Sibongile Mani, a South African student, found herself in an unexpected situation when nearly $1 million was mistakenly deposited into her account instead of her usual government grant. Rather than reporting the error, Mani went on a spending spree, buying expensive liquors, designer clothes, and throwing lavish parties for friends. After spending around $40,000 of the money, her actions were discovered when she left a bank receipt showing her hefty balance.
Mani was arrested in 2017 and charged with fraud and theft. In 2022, she was sentenced to five years in prison, though this was later suspended in 2023, with the condition that she commit no further fraud or theft. Despite her spending, she was not required to pay back the money she used. Mani was ordered to complete community service and undergo counseling as part of her sentence.

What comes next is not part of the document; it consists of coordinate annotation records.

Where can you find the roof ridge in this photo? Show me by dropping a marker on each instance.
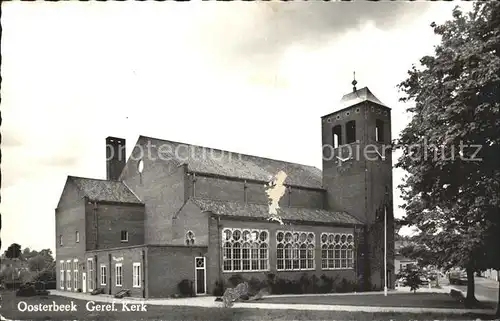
(94, 179)
(228, 151)
(254, 203)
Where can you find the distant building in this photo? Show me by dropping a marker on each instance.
(180, 212)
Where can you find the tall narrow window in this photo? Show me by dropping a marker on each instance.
(76, 277)
(351, 132)
(245, 250)
(337, 251)
(379, 131)
(68, 275)
(136, 275)
(91, 274)
(124, 236)
(295, 250)
(337, 136)
(104, 274)
(118, 274)
(61, 275)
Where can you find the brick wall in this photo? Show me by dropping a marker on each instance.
(190, 218)
(169, 265)
(360, 186)
(107, 220)
(214, 260)
(109, 259)
(160, 186)
(69, 218)
(231, 189)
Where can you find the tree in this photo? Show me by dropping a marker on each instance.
(13, 251)
(451, 144)
(412, 277)
(42, 260)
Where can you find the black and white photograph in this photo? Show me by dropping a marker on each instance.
(250, 160)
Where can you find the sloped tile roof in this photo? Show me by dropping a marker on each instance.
(240, 209)
(358, 96)
(103, 190)
(231, 164)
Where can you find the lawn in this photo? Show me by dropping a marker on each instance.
(9, 310)
(413, 300)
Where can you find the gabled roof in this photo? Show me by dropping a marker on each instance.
(240, 209)
(231, 164)
(103, 190)
(358, 96)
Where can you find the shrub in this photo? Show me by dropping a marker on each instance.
(255, 285)
(236, 279)
(186, 288)
(26, 290)
(412, 277)
(219, 288)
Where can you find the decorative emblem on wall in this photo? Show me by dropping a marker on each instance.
(190, 238)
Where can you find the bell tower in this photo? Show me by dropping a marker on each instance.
(357, 175)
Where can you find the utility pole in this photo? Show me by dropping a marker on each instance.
(385, 250)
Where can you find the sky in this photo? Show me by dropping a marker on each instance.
(221, 75)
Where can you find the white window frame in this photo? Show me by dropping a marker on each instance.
(76, 276)
(91, 274)
(257, 250)
(103, 276)
(136, 277)
(62, 273)
(335, 252)
(294, 247)
(68, 275)
(118, 265)
(124, 240)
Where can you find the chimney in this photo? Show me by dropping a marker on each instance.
(115, 157)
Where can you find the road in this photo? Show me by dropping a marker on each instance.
(485, 289)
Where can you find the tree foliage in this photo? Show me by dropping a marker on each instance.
(13, 251)
(412, 277)
(451, 145)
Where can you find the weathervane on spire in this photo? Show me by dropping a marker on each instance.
(354, 82)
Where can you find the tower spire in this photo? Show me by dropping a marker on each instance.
(354, 82)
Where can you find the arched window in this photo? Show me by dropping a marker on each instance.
(379, 130)
(337, 136)
(337, 251)
(245, 250)
(350, 132)
(298, 250)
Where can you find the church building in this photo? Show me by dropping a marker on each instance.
(175, 211)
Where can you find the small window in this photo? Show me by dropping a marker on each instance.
(124, 236)
(118, 274)
(140, 166)
(337, 136)
(136, 275)
(379, 130)
(351, 132)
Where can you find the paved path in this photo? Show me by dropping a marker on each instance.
(209, 302)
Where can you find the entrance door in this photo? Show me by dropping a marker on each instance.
(200, 274)
(84, 282)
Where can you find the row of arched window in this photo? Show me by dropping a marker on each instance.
(337, 251)
(248, 250)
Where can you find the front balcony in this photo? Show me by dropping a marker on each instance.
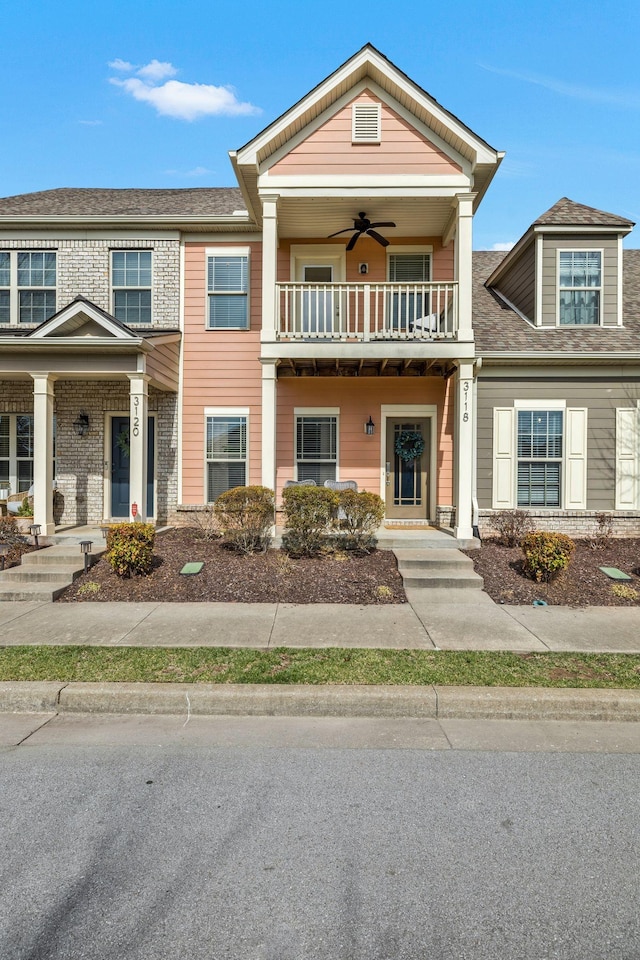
(365, 312)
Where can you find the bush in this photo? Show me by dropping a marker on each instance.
(245, 516)
(130, 548)
(512, 526)
(546, 555)
(359, 516)
(308, 517)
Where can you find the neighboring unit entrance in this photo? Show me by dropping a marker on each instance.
(120, 504)
(406, 481)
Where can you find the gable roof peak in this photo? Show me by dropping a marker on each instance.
(568, 213)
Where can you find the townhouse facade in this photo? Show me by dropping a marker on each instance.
(326, 319)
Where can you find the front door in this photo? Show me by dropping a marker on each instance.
(407, 464)
(120, 504)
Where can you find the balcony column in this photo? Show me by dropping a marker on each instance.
(463, 450)
(269, 385)
(138, 443)
(463, 263)
(43, 397)
(269, 268)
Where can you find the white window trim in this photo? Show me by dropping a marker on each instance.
(114, 289)
(574, 326)
(14, 289)
(224, 412)
(374, 110)
(240, 251)
(315, 412)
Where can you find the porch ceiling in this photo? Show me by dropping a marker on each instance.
(387, 367)
(318, 217)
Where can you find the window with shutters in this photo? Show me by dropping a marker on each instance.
(366, 123)
(228, 289)
(579, 287)
(226, 453)
(316, 447)
(540, 450)
(131, 286)
(27, 286)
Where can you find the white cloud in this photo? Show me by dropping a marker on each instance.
(614, 98)
(186, 101)
(119, 64)
(156, 70)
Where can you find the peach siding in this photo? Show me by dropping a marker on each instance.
(359, 455)
(371, 252)
(221, 369)
(329, 150)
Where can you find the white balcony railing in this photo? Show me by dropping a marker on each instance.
(367, 311)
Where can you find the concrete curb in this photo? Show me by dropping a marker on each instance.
(436, 703)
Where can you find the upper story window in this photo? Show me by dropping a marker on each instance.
(27, 286)
(228, 290)
(579, 287)
(366, 123)
(131, 282)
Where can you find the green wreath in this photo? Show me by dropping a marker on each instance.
(409, 445)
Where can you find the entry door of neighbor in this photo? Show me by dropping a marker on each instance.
(407, 479)
(120, 503)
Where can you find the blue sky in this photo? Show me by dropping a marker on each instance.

Her case highlights the risks of spending mistakenly deposited funds, as financial experts warn against such actions. One advisor stressed the importance of immediately notifying the bank in such situations, as the money could be linked to fraud, potentially implicating the account holder. The incident serves as a cautionary tale about the consequences of misusing unexpected wealth.
Mani’s story has drawn attention to the potential legal ramifications of receiving and using funds accidentally deposited into personal accounts. Financial advisors strongly recommend returning such money to avoid severe penalties or accusations of fraud.